Des lendemains plus radieux
C’est comme « M. Akhetanon (sic), euh Akhenaton, il a dit « Je préfère la main tendue aux bras tendus » en s’adressant à moi (sur la scène du festival Pause Guitare à Albi, ndlr). Il ne peut rien y faire, ces gens sont sincères. Elisabeth Lévy réitère sa critique du système : « Vous ne pensez pas qu’ils ont été influencés par un bombardement, des historiens aux juges ? » Peine perdue, alors on cherche toujours les coupables. Les candidats républicains qui ont refusé l’union de la droite, par exemple ? Praud semble particulièrement attristé par l’échec de Nicolas Dupont-Aignan, battu par un candidat du Nouveau Front populaire après vingt-sept ans de mandat dans la 8e circonscription de l’Essonne, à cause d’une course à trois avec un candidat LR. S’adressant à son chroniqueur Georges Fenech, ancien député LR : « Si vous préférez un candidat CGT cheminot à Dupont-Aignan, c’est votre problème ! »
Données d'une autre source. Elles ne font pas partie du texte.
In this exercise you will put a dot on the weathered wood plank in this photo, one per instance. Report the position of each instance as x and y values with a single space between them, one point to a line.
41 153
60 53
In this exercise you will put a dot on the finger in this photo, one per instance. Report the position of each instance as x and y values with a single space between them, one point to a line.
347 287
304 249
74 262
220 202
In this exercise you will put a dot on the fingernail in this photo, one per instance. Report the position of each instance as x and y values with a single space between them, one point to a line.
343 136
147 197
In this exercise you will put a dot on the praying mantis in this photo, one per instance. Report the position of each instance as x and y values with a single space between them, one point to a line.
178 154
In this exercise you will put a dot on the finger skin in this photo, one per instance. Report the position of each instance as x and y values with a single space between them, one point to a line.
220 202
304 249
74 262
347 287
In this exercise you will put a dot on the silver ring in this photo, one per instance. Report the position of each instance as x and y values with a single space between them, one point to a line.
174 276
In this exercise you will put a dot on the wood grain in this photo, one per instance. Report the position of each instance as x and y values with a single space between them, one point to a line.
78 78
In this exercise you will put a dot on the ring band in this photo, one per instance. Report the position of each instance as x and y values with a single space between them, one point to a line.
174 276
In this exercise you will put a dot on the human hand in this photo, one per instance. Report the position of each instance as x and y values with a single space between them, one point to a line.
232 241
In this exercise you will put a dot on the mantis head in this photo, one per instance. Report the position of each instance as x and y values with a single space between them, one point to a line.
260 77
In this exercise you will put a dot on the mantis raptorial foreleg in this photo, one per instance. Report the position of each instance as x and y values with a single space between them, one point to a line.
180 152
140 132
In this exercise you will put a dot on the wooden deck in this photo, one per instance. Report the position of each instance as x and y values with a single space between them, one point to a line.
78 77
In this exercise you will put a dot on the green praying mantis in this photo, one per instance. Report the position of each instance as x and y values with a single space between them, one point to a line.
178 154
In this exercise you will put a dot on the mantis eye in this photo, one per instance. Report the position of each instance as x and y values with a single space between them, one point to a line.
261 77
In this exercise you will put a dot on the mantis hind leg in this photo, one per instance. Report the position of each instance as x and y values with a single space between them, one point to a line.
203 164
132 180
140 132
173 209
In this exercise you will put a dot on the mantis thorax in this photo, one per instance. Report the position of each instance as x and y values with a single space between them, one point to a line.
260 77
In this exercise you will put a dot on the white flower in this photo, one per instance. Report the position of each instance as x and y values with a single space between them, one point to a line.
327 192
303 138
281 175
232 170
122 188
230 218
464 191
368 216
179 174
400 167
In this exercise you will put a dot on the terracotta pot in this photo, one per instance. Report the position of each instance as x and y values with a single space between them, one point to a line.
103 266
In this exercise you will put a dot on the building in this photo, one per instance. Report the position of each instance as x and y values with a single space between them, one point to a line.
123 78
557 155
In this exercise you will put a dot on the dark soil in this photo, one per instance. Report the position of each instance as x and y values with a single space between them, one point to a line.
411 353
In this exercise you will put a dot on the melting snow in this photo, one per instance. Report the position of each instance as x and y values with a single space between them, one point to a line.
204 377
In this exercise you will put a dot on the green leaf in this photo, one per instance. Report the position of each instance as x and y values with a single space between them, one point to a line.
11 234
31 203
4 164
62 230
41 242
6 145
L’émission touche à sa fin, les chroniqueurs sont partis. « Elisabeth, s’il te plaît, ne te sers pas de ton téléphone portable ! » Praud lance au directeur de Parleur jouer avec son téléphone. « Mais je voulais t’envoyer une photo des Indigènes de la République ! » Les bonnes vieilles méthodes ne semblent plus fonctionner. Nous nous rassurons en espérant des lendemains meilleurs. « Nous sommes en 1978, commence un Pascal Praud soudain solennel. Et c’est Michel Rocard qui disait qu’il n’y avait pas de fatalité à l’échec de la gauche. (ce dernier avait alors été battu aux élections législatives). J’y ai pensé. Nous sommes exactement dans ce cas. Trois ans plus tard, Mitterrand était élu. Comprenez : soyons patients, l’extrême droite sera bientôt à l’Elysée.